Lynnie said we’d been lucky, but luck had nothing to do with it—none of my clients’ success did.
I’d spent hours studying hashtag fluctuations, making sure their posts landed in front of the right influencers who would hit share.
I’d worked my butt off, and that’s why I was being tagged as an independent marketing strategist who could deliver a tenfold return on investment for small and medium businesses across the Windy City and Chicagoland area.
I was finding success. It was still tentative, though precarious.
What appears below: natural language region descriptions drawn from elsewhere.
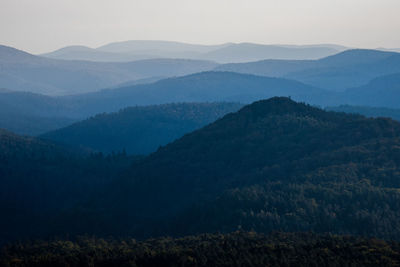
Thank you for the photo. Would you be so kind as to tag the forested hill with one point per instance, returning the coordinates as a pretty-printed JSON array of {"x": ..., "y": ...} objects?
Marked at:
[
  {"x": 235, "y": 249},
  {"x": 274, "y": 165},
  {"x": 141, "y": 130},
  {"x": 39, "y": 179}
]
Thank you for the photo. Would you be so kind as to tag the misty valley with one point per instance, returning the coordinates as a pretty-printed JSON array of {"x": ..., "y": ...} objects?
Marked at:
[{"x": 157, "y": 153}]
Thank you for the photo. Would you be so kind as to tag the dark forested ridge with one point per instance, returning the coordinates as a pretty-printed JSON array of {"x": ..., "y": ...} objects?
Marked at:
[
  {"x": 274, "y": 165},
  {"x": 141, "y": 130},
  {"x": 235, "y": 249},
  {"x": 39, "y": 179}
]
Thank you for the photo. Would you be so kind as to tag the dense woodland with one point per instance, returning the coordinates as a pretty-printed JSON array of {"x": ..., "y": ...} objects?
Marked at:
[
  {"x": 275, "y": 165},
  {"x": 235, "y": 249},
  {"x": 39, "y": 179},
  {"x": 140, "y": 130}
]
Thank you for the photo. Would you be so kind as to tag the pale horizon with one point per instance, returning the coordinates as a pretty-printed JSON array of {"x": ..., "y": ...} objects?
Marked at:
[{"x": 46, "y": 25}]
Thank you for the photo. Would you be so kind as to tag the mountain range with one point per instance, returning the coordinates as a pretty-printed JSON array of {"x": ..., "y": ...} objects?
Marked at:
[
  {"x": 223, "y": 53},
  {"x": 34, "y": 114},
  {"x": 140, "y": 130},
  {"x": 21, "y": 71},
  {"x": 273, "y": 165},
  {"x": 351, "y": 68}
]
I’d had to buckle up and renew subscriptions, invest in a new laptop, on top of loans, insurance, and meds.
It simply just wasn’t enough for someone with my credit score to find an apartment without mold or cracked windows.
That’s why I was taking up Lincoln on his offer to stay in his home for as long as possible.
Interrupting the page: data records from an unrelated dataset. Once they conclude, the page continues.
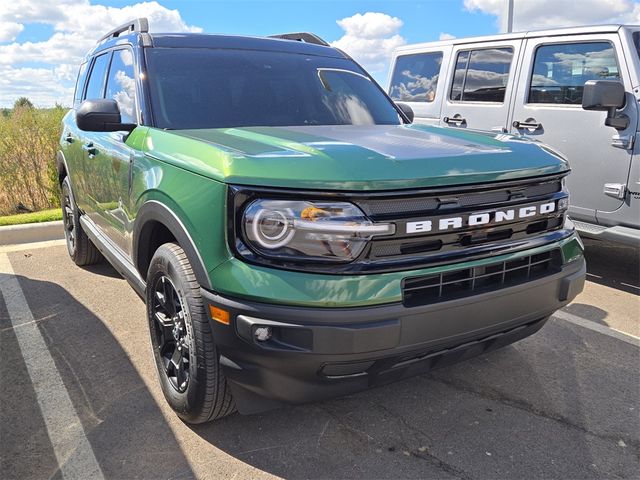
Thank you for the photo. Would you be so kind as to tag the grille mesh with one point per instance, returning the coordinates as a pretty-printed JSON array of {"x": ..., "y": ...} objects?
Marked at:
[{"x": 472, "y": 281}]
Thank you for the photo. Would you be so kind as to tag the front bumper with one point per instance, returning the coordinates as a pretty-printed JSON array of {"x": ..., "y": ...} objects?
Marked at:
[{"x": 318, "y": 353}]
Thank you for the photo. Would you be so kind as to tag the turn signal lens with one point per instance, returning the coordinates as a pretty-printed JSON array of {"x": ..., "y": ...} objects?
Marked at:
[{"x": 219, "y": 315}]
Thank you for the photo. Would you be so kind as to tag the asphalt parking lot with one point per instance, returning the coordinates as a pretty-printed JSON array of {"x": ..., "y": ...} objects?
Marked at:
[{"x": 564, "y": 403}]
It, for sure, had nothing to do with the fact, that while I danced and laughed with Diego’s family, all I could think about was how Lincoln understood the ache of having your family ripped from you.
It had nothing to do with how Diego’s family didn’t ease my loneliness, but finding Lincoln watching me from across the bar, soothed the feeling a little.
Especially, the quite determination in his eyes that hadn’t been there before.
No, my staying in that apartment had nothing to do with how the stupid Lincoln-shaped ache in my chest dulled a little every time he looked at me the way he had for the past two months.
I shook my head, the BrightMark deck glared at me from the screen, bright slides cutting through the midnight haze. I’d scribbled every margin of paper in front of me with notes from other clients. Coffee rings bleeding into my outlines proof I’d been here too long.
Lynnie moved to the rhythm of the music while she piped cupcakes like crazy, streaks of pink-and-teal hair swinging sharply around her jaw, her Pearl Jam tee hanging loose on her frame.
The faded graphic stretched, and when she turned her back to pull out another tray from the oven, I recognized the washed-out sheep against a fence.
Lynnie shimmied and shifted across the kitchen, belting out with all the defiance of someone who knew she was off-key and didn’t care.
Her glasses slid down her nose as she twirled, sneakers squeaking on the tile.
She jabbed a finger at me, her only audience, then spun back around.
“It’s a shame you couldn’t make it to Lalo’s. I think Diego would get a kick out of”—I gestured to her movements—“this.”
Lynnie’s gaze swept down to her red Converse, and her cheeks turned bright pink. “Yeah, sorry I missed it.”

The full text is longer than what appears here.